Activist groups were also another critic that was concerned with social justice, consumer rights, and humanitarian belief. The power and influence of activist groups could not be ignored, because they were well organized, had money, and possessed a considerable leverage in shaping public opinion. GSK recognized this and was very responsive to major activist groups. GSK still continued to receive negative press coverage of its response to the AIDS crisis. They faced great pressure to further cut their prices. That turned into concern among the company’s shareholders about the reputation of the company.
GSK responded to the pressure by establishing a corporate social responsibility committee. Its purpose was to craft a policy response for GSK not only to the HIV/AIDS issue but to a broader issue of access to drugs in developing countries. So in 2001, GSK announced that it would extend its preferential pricing offer for HIV/AIDS drugs to NGOs, to employers in Africa who provided HIV/AIDS care to their employees. They lowered prices for these drugs, including some others, but the reduction was still not low enough.
The new prices would still remain out of reach for most patients in the developing world. Drug companies have come under intense pressure to lower the cost of these drugs so patients in poor countries can get them, and GlaxoSmithKline has come under particular criticism because of its size in the market. By focusing on just the price of drugs, the media and health activists perpetuate the misunderstanding that this is the largest barrier to effectively treating AIDS patients. Insisting that innovator or patented “brand-name” drugs are significantly more expensive is, however, fundamentally misleading.
Pharmaceutical company representatives, including those offering cheaper prices to WHO and the Clinton Foundation, explained to government negotiators that prices are scarcely the main barrier to procuring effective HIV/AIDS treatment: “It is not the money that makes a difference – the infrastructure to make the drugs available needs to be in place, the medical fraternity needs to be trained on the issue and systems need to be in place to monitor the administration of the medicines to keep a check on patients developing drug resistance.
” It is these medical infrastructure problems that need the attention of the media and health activists. Only then can we continue to help the world’s 40 million people infected with this deadly virus. Personally, I agree with some of the criticism that pharmaceutical companies are receiving, because they are trying to make huge profits with very low costs. At the same time I also partly agree that it’s not only the pharmaceutical companies’ fault and that price isn’t the only factor.
Who I think should pay for AIDS medication in developing African countries is developed one.

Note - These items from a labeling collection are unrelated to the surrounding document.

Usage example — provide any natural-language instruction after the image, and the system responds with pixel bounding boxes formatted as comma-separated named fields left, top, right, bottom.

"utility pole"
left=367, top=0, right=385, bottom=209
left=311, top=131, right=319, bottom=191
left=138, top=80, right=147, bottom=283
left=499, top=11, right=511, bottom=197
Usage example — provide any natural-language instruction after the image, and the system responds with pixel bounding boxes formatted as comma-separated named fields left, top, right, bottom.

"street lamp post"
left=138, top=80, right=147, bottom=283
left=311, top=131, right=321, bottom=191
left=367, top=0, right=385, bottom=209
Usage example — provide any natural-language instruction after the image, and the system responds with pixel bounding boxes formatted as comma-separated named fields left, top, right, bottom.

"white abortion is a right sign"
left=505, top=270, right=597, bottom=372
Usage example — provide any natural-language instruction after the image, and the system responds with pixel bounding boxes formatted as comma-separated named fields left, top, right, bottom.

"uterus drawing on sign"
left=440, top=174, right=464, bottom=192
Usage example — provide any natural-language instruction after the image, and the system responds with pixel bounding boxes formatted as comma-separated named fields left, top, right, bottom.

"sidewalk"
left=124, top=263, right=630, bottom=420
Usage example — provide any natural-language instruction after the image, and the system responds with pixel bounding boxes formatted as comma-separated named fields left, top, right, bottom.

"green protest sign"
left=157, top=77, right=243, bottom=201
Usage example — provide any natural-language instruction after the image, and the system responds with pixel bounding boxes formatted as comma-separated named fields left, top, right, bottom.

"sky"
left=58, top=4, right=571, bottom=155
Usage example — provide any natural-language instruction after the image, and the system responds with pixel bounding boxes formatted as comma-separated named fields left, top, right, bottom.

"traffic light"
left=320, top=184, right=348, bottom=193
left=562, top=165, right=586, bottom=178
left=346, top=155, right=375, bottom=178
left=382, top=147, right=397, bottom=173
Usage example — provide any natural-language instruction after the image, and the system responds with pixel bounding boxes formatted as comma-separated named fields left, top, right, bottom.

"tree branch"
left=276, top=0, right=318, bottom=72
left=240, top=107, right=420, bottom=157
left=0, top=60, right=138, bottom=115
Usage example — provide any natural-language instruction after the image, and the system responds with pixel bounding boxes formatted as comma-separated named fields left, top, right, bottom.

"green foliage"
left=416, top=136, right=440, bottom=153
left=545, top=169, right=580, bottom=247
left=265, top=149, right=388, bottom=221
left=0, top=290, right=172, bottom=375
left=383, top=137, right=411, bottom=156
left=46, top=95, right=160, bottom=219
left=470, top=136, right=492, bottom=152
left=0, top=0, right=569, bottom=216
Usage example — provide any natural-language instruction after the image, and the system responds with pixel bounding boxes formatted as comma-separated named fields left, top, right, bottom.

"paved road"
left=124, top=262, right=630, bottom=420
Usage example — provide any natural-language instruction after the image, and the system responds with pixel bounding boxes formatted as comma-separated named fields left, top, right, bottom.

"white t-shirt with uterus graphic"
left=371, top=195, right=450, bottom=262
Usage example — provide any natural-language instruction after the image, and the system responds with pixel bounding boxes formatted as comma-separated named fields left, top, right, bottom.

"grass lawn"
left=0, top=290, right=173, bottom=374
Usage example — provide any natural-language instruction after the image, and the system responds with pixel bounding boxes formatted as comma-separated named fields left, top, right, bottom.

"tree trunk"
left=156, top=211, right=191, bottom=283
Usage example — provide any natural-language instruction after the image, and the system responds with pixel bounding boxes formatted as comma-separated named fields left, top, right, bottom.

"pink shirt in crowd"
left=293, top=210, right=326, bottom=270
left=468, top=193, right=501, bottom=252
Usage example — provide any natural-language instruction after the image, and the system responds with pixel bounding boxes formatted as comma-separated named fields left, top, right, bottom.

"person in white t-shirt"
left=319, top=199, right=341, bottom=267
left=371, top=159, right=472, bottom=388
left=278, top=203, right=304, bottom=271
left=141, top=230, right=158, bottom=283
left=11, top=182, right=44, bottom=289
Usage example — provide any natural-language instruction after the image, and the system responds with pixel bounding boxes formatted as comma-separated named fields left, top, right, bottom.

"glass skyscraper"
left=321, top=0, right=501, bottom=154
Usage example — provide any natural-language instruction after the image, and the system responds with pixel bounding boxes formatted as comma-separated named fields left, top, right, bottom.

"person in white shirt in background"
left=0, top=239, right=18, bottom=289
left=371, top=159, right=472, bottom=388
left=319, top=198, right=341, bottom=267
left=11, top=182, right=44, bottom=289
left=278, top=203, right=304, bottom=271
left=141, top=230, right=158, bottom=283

Most specifically countries that are members of the G8 (Group of 8)- France, Italy, UK, US, Canada, Russia, Japan and Germany. Together these countries represent 65% of the world economy and have the majority of global military power. They have the money to help AIDS victims survive. Why should they do it? Because first, people are dying and other people can help them. It is that simple.
It is not a matter of who did what for whom; it is a matter of social responsibility. People are dying, there is a cure, yet they are still dying. For years most of the African countries have been colonized by rich European countries. They’ve used up their resources and cheap labor and then left them in the dirt. It is now their responsibility to take care of their previous colonies, not only because they used to rule them years ago, but because it is the moral and the right thing to do.